Understand and demonstrate the techniques of TCP session hijacking within a controlled lab environment using virtual machines.


Tools Required

  • VirtualBox
  • Ubuntu VMs on an internal network
  • Networking tools: Ettercap, tcpdump

Preparatory Steps

Ensure you have set up your virtual environment as per the instructions provided:


Assignment Tasks

  1. Environment Setup Verification
    • Verify that all VMs can communicate.
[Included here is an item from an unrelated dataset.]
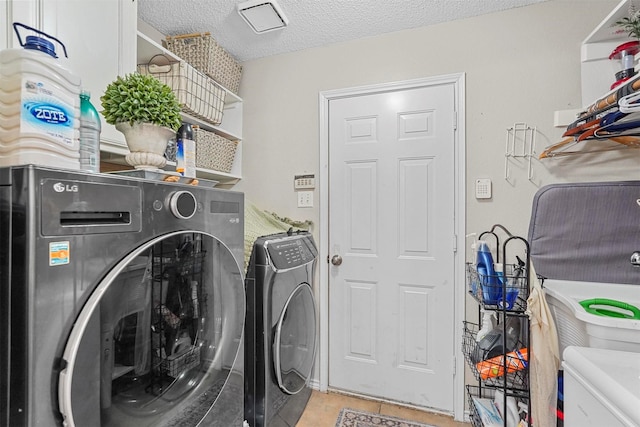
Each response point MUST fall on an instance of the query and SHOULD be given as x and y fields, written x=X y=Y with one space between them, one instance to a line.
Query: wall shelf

Use ping to ensure connectivity.
    • Document the IP configurations and connectivity test results.
  2. ARP Poisoning and Traffic Capture
    • Perform ARP poisoning between the Victim and Server VMs using Ettercap.
    • Capture the traffic with tcpdump on the Attacker VM. Detailed instructions are available in the tcpdump guide.
  3. Session Hijacking
    • Analyze the captured traffic to identify a TCP session.
    • Modify packets to hijack the session and redirect traffic or alter communications.
    • Document the steps and results of your hijacking attempt.
  4. Analysis and Reporting
    • Analyze the impact of your hijacking on the communication between the Victim and Server.
    • Identify potential signs of the attack and how it could be detected.
  5. Mitigation and Defense
    • Implement and test mitigation strategies to protect against similar attacks.
    • Evaluate the effectiveness of these strategies.

Deliverables

Submit a comprehensive lab report covering:

  • Setup and connectivity verifications.
  • Steps taken during ARP poisoning and session hijacking.
  • Analysis of the hijacking impact and mitigation strategies.
  • Reflections on what was learned and potential real-world applications.

Evaluation Criteria

  • Accuracy and completeness of setup and execution.
  • Depth of analysis in the hijacking and mitigation process.
  • Clarity and thoroughness in reporting and documentation.